Terkadang sikap hormat mereka terhadap hak orang lain menjadi mengancam jiwa. Misalnya, jika bayi menolak ASI, tidak ada yang akan memaksanya. Dia sepertinya tahu kapan dia perlu makan. Atau, jika seorang wanita melahirkan di tepi sungai untuk hari ketiga dan berteriak dengan memilukan, tidak ada yang akan terburu-buru membantunya. Bagaimana jika dia hanya ingin mati, mengapa mengganggu dan mematahkan semangatnya?

Dan pada saat yang sama, di suku tidak ada pencurian, pembunuhan, bunuh diri - sifat buruk ini asing dengan sifat pirah. Mereka tidak mengalami sindrom kelelahan kronis, depresi, dan gangguan jiwa lainnya. Orang Indian Piraha yang hidup saat ini sangat bahagia.

Nechrist

Pirah hampir tidak memiliki mitos dan legenda. Anggota suku tertua adalah penjaga pengalaman dan pengetahuan. Tetapi pada saat yang sama, masing-masing piraha memiliki pengetahuan hampir ensiklopedis tentang flora dan fauna di habitatnya. Orang India yakin bahwa mereka, seperti semua makhluk hidup (kecuali orang kulit putih), adalah anak-anak hutan tempat roh orang mati hidup. Mereka takut pada hutan, tetapi, secara paradoks, mereka pergi ke sana dengan senang hati. Suatu hari, Everett melihat seluruh suku berkerumun di tepi hutan di sekitar ruang kosong. Para piraha sedang berbicara dengan penuh semangat dengan ruang kosong, seolah-olah ada sesuatu di sana. Misionaris itu diberi tahu bahwa ada roh telah datang ke orang Indian, tetapi Everett tidak melihatnya, karena dia tidak datang kepadanya.

Semua upaya aktivitas misionaris di antara suku terhenti karena dua alasan. Pertama, Piraha tidak melihat satu tuhan karena kesulitan memahami angka "satu", dan kedua, mereka sama sekali tidak tahu kata "tuhan". Penafsiran alkitabiah tentang asal-usul pria pirah geli: mereka tahu persis dari mana anak-anak berasal. Mereka juga tidak percaya akan keberadaan neraka dan surga: bagaimanapun, mereka yakin bahwa setelah kematian mereka akan menjadi roh dan pergi ke hutan. Orang India tidak terkesan dengan kisah Yesus Kristus. Mereka hanya bertanya apakah Everett sendiri melihat bagaimana orang jahat memaku orang baik ke pohon, atau mungkin dia tahu mereka yang pernah melihatnya? Dan jika tidak, bagaimana dia bisa tahu apa yang sebenarnya terjadi?

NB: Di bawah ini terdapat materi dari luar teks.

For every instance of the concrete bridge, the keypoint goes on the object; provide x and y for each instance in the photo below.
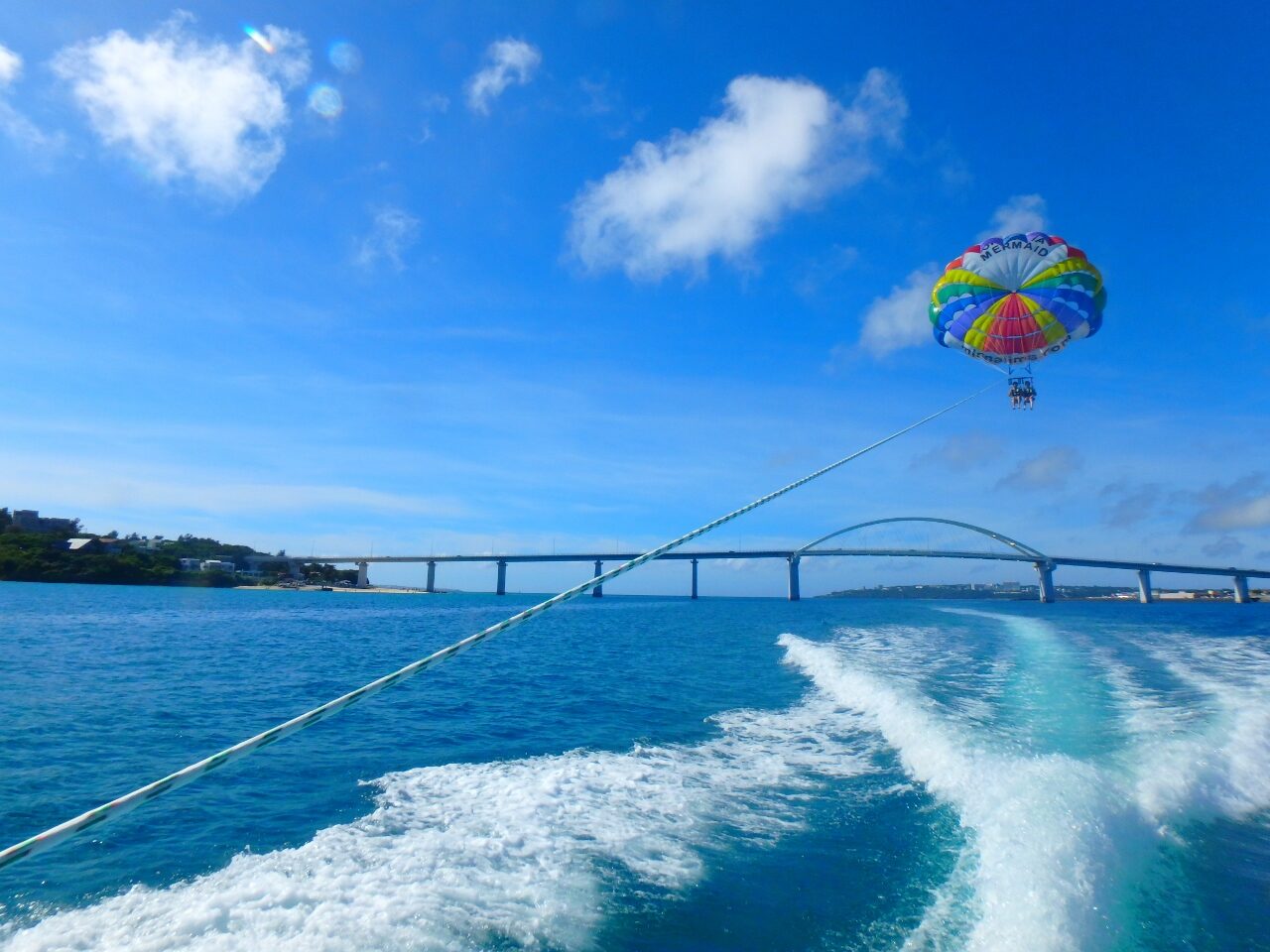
(1043, 563)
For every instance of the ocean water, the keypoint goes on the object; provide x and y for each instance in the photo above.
(639, 774)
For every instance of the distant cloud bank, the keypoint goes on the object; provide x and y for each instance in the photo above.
(901, 318)
(13, 123)
(508, 62)
(1020, 214)
(779, 145)
(393, 231)
(189, 109)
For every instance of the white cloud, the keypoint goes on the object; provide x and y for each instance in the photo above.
(1223, 547)
(961, 452)
(190, 109)
(1020, 214)
(779, 145)
(1242, 504)
(509, 61)
(1049, 468)
(902, 317)
(393, 231)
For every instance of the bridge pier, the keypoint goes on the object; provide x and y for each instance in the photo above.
(1046, 581)
(1241, 589)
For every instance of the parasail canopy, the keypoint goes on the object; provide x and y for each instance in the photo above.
(1017, 298)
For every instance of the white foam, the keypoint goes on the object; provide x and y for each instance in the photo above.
(1047, 834)
(1206, 756)
(463, 856)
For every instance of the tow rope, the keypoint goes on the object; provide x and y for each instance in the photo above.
(128, 802)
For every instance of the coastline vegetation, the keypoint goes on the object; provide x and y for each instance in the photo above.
(111, 560)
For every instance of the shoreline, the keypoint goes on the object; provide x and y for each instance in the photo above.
(372, 590)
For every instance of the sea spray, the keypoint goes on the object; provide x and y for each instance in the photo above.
(1047, 833)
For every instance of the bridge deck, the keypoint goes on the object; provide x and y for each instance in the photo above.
(788, 553)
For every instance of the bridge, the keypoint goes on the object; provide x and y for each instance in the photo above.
(1043, 563)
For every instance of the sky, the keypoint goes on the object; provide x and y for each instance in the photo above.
(452, 278)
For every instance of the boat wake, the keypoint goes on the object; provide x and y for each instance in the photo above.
(490, 855)
(1069, 769)
(1056, 838)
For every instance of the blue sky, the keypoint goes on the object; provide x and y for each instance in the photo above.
(576, 275)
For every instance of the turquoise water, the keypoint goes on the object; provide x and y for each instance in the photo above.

Akibatnya, misionaris tersebut menyadari bahwa Piraha tidak membutuhkan Tuhan: mereka sudah lebih baik dan lebih bersih daripada banyak orang percaya. Dan secara umum - mereka adalah orang paling bahagia di Bumi. Dan inilah yang harus kita pelajari dari mereka, bukan sebaliknya.